Alpha and beta types of carbonic anhydrase-rich cells in turtle bladder.


The carbonic anhydrase-rich (CA) cell population of the turtle urinary bladder, which is responsible for the secretion of H+ and probably of HCO-3, was studied by freeze-fracture and thin-section electron microscopy. The apical membrane of the major CA cell type (alpha type) was characterized by microplicae and by a coat of studs on its cytoplasmic side; on freeze-fracture, it contained a dense population of rod-shaped intra-membrane particles.

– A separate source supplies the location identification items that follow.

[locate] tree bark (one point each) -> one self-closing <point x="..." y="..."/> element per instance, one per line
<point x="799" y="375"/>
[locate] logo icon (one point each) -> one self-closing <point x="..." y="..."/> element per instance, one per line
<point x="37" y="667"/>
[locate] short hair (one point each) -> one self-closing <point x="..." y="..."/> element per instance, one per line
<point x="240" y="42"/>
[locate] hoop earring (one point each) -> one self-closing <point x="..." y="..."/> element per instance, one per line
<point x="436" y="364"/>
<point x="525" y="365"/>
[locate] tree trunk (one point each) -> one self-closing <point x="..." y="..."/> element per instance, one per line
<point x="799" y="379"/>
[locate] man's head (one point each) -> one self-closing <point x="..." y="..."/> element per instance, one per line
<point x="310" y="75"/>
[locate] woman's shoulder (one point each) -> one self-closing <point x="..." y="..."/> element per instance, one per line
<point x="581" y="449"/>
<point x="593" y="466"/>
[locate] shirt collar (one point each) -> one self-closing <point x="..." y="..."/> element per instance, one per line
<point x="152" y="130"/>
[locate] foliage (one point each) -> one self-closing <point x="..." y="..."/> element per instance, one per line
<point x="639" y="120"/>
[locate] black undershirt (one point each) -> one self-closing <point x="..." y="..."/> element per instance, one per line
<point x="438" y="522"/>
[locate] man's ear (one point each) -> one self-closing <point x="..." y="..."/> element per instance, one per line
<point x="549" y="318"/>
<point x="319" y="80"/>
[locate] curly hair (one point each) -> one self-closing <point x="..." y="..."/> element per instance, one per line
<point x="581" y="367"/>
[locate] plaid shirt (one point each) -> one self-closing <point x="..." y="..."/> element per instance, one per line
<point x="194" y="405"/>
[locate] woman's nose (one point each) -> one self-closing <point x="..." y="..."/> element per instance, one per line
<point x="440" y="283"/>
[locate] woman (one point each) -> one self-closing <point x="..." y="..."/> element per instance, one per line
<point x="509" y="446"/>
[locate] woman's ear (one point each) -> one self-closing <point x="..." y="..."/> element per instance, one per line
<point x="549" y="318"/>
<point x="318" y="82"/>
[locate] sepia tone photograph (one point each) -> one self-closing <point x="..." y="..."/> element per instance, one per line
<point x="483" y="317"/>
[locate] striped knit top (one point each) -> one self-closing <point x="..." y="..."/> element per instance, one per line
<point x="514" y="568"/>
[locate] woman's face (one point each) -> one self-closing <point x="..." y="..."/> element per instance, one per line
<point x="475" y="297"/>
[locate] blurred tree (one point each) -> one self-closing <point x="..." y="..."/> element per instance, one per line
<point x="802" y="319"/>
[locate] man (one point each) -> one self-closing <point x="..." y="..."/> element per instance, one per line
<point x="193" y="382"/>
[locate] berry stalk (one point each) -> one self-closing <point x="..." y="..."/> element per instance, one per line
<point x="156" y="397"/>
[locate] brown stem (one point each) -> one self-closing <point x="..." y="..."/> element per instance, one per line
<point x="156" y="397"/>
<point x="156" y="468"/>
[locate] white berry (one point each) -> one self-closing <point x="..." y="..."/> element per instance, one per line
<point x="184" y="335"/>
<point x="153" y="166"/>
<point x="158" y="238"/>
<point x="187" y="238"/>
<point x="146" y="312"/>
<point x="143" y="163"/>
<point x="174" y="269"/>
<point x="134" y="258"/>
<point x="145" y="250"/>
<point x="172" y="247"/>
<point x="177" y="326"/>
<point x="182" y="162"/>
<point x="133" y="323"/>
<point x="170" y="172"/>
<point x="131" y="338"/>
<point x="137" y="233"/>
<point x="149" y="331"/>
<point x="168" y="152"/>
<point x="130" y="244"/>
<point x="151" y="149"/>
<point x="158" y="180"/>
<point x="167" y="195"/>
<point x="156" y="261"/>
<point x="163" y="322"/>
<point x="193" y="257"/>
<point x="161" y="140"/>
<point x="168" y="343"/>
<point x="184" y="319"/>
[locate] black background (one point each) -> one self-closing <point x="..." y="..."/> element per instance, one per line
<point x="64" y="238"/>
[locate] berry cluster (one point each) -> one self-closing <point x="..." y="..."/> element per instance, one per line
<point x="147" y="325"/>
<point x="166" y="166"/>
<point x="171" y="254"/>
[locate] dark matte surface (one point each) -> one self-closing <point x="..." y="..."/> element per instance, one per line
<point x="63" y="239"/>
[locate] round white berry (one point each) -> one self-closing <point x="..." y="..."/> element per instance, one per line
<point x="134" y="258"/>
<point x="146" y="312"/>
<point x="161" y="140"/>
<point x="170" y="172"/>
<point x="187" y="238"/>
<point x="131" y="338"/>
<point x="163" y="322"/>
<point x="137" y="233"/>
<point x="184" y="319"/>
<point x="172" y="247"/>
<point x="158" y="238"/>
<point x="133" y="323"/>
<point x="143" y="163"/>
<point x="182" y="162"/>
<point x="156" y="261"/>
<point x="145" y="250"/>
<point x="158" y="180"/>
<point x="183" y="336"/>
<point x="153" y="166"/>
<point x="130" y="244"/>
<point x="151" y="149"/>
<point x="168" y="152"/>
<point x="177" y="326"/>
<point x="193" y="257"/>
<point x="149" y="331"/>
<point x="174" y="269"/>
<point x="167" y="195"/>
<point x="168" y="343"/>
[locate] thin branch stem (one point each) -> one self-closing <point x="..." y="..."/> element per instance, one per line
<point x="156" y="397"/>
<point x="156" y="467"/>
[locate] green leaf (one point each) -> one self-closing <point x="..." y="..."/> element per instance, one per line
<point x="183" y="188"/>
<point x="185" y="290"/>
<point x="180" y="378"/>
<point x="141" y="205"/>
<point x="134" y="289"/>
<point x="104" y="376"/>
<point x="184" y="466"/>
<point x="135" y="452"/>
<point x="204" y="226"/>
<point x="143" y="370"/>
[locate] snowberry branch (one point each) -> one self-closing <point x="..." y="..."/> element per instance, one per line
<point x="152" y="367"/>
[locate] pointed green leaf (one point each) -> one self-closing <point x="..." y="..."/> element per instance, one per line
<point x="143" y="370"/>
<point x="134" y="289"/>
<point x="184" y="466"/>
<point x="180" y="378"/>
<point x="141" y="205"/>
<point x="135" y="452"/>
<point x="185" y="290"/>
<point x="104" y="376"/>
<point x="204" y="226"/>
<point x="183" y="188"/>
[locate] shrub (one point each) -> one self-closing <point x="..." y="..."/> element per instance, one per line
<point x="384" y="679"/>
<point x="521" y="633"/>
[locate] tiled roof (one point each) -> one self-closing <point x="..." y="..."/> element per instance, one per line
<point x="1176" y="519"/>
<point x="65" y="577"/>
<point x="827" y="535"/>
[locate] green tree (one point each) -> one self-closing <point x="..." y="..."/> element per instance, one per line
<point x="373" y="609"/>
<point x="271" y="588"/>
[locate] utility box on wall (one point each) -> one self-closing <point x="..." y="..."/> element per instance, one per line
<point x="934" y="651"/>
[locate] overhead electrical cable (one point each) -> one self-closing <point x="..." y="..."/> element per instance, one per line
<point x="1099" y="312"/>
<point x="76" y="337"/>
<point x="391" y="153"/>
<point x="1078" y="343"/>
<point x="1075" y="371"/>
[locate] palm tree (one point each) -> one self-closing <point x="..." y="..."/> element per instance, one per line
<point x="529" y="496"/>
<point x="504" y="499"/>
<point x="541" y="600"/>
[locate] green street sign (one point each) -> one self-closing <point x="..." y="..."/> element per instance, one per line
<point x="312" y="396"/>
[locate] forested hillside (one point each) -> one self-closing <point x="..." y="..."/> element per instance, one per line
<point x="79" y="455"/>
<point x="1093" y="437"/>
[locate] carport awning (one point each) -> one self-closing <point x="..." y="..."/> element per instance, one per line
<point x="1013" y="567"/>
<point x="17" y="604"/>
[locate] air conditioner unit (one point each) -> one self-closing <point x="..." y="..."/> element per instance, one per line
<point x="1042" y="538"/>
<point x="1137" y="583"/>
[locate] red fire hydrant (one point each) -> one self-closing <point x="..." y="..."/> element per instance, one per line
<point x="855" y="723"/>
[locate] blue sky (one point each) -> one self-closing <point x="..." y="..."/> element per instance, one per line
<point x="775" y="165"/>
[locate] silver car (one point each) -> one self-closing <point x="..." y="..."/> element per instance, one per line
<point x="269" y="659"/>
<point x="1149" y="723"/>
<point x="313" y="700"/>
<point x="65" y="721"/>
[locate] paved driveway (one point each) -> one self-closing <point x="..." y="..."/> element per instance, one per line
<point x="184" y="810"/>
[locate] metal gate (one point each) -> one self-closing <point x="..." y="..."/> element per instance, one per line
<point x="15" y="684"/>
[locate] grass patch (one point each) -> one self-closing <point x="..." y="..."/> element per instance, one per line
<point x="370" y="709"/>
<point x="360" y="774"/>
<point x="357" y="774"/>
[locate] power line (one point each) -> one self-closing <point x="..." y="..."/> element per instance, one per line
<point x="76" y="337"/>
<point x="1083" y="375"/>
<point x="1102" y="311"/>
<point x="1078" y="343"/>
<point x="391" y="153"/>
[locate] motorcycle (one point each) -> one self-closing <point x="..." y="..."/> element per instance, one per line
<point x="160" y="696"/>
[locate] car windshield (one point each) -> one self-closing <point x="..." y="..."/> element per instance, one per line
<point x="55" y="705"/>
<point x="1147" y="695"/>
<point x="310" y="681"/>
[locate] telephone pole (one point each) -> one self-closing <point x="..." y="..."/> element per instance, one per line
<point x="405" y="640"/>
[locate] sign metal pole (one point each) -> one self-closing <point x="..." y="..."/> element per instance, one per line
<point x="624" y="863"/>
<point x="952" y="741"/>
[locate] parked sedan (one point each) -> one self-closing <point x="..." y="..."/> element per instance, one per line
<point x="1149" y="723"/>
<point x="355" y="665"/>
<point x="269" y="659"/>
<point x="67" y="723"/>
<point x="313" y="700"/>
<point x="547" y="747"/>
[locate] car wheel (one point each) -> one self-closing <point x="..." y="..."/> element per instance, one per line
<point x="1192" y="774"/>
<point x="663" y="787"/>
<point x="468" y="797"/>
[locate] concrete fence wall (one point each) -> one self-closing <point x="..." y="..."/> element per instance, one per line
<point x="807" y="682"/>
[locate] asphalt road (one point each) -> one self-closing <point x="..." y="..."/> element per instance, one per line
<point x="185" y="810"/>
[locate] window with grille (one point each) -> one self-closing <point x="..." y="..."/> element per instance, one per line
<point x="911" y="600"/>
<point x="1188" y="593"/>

When fixed at low CO2 tension, the apical membrane area of the alpha cell was reduced; its surface displayed microplicae as well as microvilli, and the apical cytoplasm contained many vesicles with rod-shaped particles and studs. The apical membrane of the other (beta type) CA cell was characterized by numerous individual microvilli without microplicae and by a relative absence of rod-shaped particles and studs. Instead, the beta cell contained studs and rod-shaped particles in its basolateral membrane. The ultrastructure and frequency of the beta CA cell were not affected by changes in CO2 tension. We suggest that the alpha cell is responsible for H+ secretion. The reversal of the polarity of the membrane elements in the beta cell and failure to respond to CO2 with amplification of its apical membrane are consistent with a role in HCO-3 secretion.